2.2 Expanding Beyond Charging to Unlock New Value
Enhancing Location-Based Services: Shared power bank stations are not just charging units—they are potential offline traffic gateways. By embedding targeted ads or local service information on station screens or within the app interface, platforms can open new revenue streams beyond rentals. Early adopters have already seen positive results in this area.
Cross-Business Integration: With access to large user bases and dense physical networks, some brands are exploring collaborations with lifestyle services, loyalty programs, or even retail products. This creates opportunities for cross-selling, increasing both per-user value and per-location revenue output.
2.3 Technology as a Catalyst for Experience Upgrades
Improving Hardware and System Reliability: Investment in durable, faster-charging devices with universal port support, alongside backend optimization to minimize errors and ensure smooth returns, addresses core user pain points.
Smarter Device Management: IoT-powered real-time monitoring of device status (e.g., battery levels, slot availability) combined with predictive maintenance helps cut costs. Big data analytics can also guide strategic decisions and enhance the precision of marketing and deployment.
Part 3. Key Lessons: Returning to Fundamentals, Growing Through Value
The experience of leading brands—and the broader wave of transformation—offer several takeaways for the industry at large:
Sustainability Over Short-Term Scale: The old model of scaling through aggressive capital infusion and location hoarding is running out of steam. Future competitiveness lies in the profitability per location and a healthy cash flow cycle. Precision and efficiency now matter more than raw expansion.
User Experience Is the Lifeline: Pricing strategy, device usability, return convenience, and issue resolution speed all shape the user journey. Any erosion of trust—be it hidden charges or faulty returns—will ultimately damage brand equity and industry credibility. Building a transparent, reliable, and frictionless user experience is non-negotiable.
Cost Control and Efficiency Are Survival Priorities: The industry must confront and structurally optimize high costs, particularly for venues and operations. This calls for innovation in business models (e.g., agent partnerships), technology adoption (e.g., intelligent O&M), and operational precision (e.g., data-driven decisions).

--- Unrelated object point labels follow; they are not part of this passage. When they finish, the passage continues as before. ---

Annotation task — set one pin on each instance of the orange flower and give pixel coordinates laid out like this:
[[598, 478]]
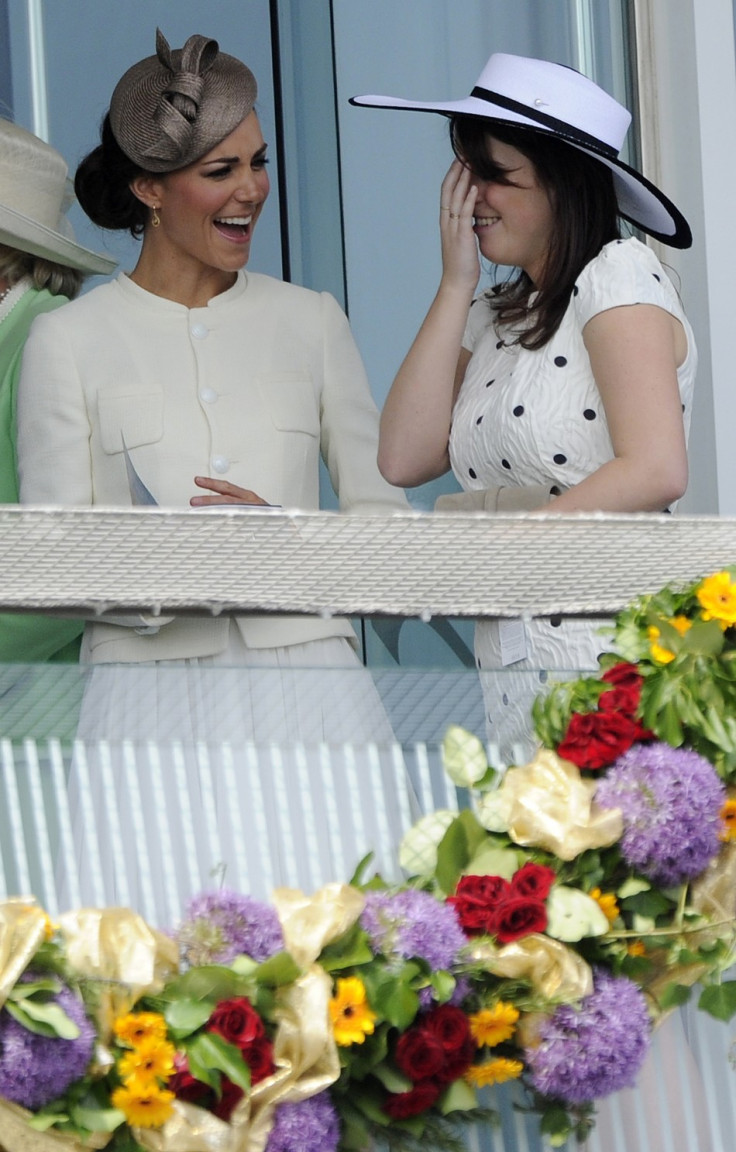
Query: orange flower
[[493, 1025], [494, 1071], [728, 820], [607, 903], [716, 596]]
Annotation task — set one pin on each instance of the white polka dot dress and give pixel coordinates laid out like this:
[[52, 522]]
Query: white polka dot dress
[[536, 417]]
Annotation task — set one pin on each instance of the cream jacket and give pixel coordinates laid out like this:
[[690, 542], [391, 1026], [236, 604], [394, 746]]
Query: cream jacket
[[250, 388]]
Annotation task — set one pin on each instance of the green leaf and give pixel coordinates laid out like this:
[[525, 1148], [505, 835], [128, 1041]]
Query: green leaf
[[457, 1097], [97, 1120], [211, 1052], [44, 1018], [674, 995], [396, 1002], [492, 861], [719, 1000], [186, 1016], [207, 982], [278, 970]]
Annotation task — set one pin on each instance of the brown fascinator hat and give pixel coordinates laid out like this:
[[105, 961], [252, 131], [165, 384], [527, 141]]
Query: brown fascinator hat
[[172, 108]]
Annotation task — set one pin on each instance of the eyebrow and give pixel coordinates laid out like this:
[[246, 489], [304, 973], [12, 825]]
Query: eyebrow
[[234, 159]]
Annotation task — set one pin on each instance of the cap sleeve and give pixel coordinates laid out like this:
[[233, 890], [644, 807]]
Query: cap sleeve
[[624, 272]]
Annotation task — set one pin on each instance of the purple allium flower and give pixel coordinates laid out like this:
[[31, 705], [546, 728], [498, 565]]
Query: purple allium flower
[[308, 1126], [597, 1047], [412, 924], [224, 924], [670, 800], [37, 1069]]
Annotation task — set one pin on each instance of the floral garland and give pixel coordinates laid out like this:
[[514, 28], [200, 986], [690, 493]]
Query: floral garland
[[543, 932]]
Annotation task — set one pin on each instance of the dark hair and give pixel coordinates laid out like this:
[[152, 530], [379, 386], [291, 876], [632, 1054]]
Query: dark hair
[[103, 187], [585, 217]]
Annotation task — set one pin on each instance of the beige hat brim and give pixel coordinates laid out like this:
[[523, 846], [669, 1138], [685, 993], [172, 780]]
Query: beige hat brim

Unlocking Diversified Value Creation: As a frequent-use, high-demand offline touchpoint, the shared power bank station’s value extends beyond just “charging.” Unlocking adjacent monetization channels—such as advertising, data services, and ecosystem integration—is essential for building a resilient business model.
Technology Is the Long-Term Competitive Moat: Continuous investment in device innovation, backend infrastructure, and data capabilities not only enhances operational performance but also creates product differentiation and improves user satisfaction.
Conclusion: Toward a Healthier, More Sustainable Future
The shared power bank industry has moved beyond its initial boom and now stands at a crossroads of deep operational refinement, value innovation, and sustainable growth. The journey of the leading brand reflects broader industry shifts, underscoring the importance of efficiency, user trust, and resilient business models.
While challenges persist, the fundamental need for on-the-go mobile charging remains unchanged. In fact, with the proliferation of 5G and smart devices, this demand is only becoming more entrenched. The real question is whether industry players can:
- Truly prioritize the user experience and rebuild long-term trust;
- Restructure their cost models to ensure operational sustainability;
- Boldly pursue innovation beyond the rental model and tap into broader ecosystem value;
- Continue investing in technology to drive efficiency and deliver superior service.
This path won’t be easy—but it is necessary. The companies that embrace this transformation—those who focus on user needs, optimize for efficiency, and commit to long-term innovation—will lead the next era of the shared power bank industry, ushering in a future that is healthier, more sustainable, and full of promise.